This comes hours after the security council meeting. In the meeting, the authorities decided that search operations to crackdown on extremist terrorism must continue until the threat is completely eliminated.
In the meantime, the US State Department raised the level of its travel warning for Sri Lanka, urging citizens to reconsider visiting the island in the wake of a devastating series of suicide bombings that killed more than 250 people.
On the other hand, Sri Lanka's Catholic leader has said that he felt "betrayed" by the government's failure to act on warnings that could have prevented the Easter bombings, adding that services would not resume until security could be guaranteed.

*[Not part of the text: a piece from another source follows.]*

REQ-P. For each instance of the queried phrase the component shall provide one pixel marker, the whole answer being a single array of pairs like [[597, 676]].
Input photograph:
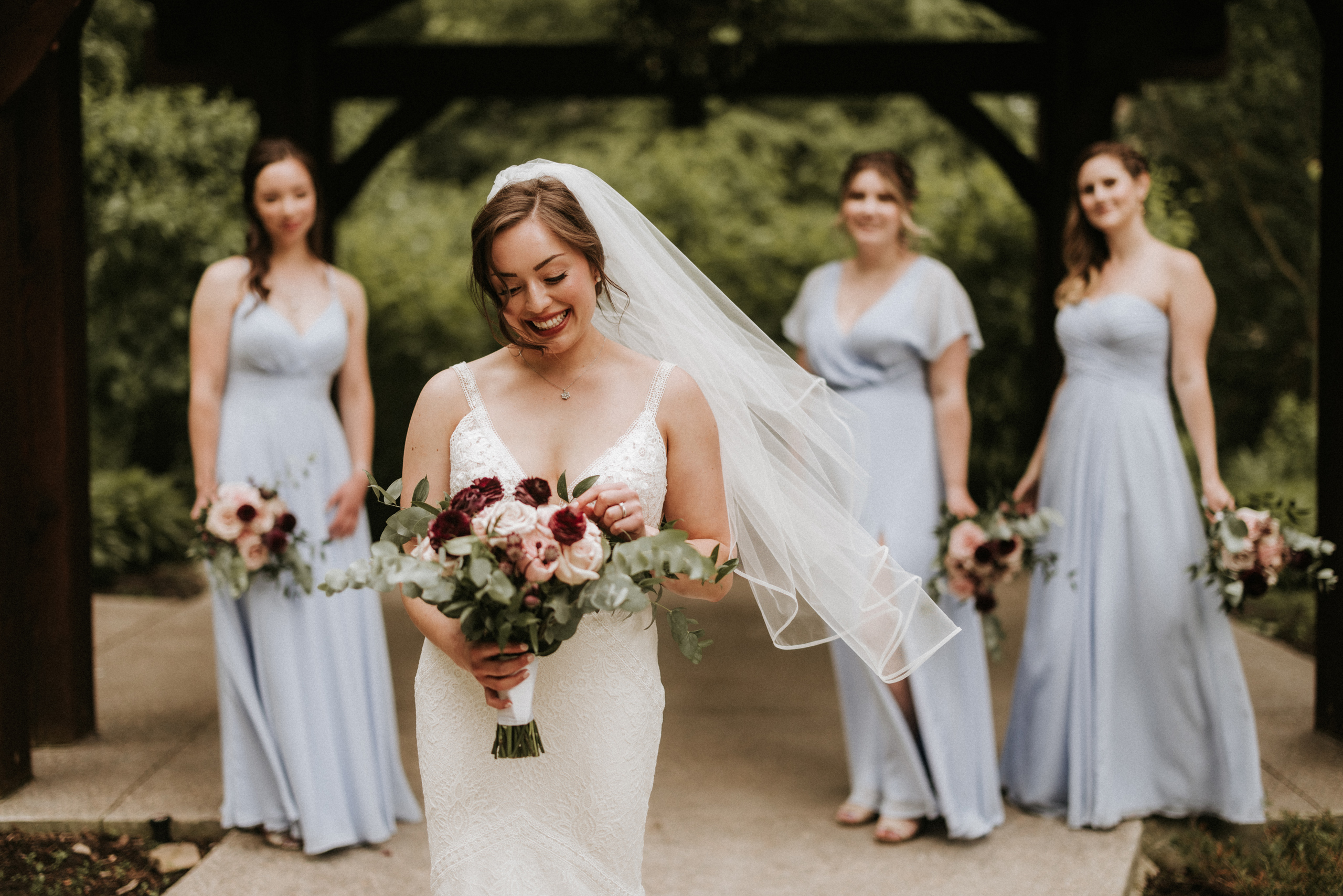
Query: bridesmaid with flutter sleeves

However, the Sri Lankan government admitted major lapses over the foreign intelligence warning that radical Islamist group National Thowheeth Jama'ath (NTJ) was planning suicide bombings on churches.
On April 11, Sri Lanka's police chief issued an alert based on the intelligence. Neither the prime minister nor other top ministers were among the recipients. At least 253 people died and over 500 injured after the attackers blew themselves up at three churches, including two Catholic ones, and three hotels in coordinated blasts.
The Islamic State (IS) claimed the attacks, but the Sri Lankan government has blamed local Islamist extremist group National Thowheeth Jamath (NTJ) for the series of attacks. The security forces continue their hunt for members of NTJ.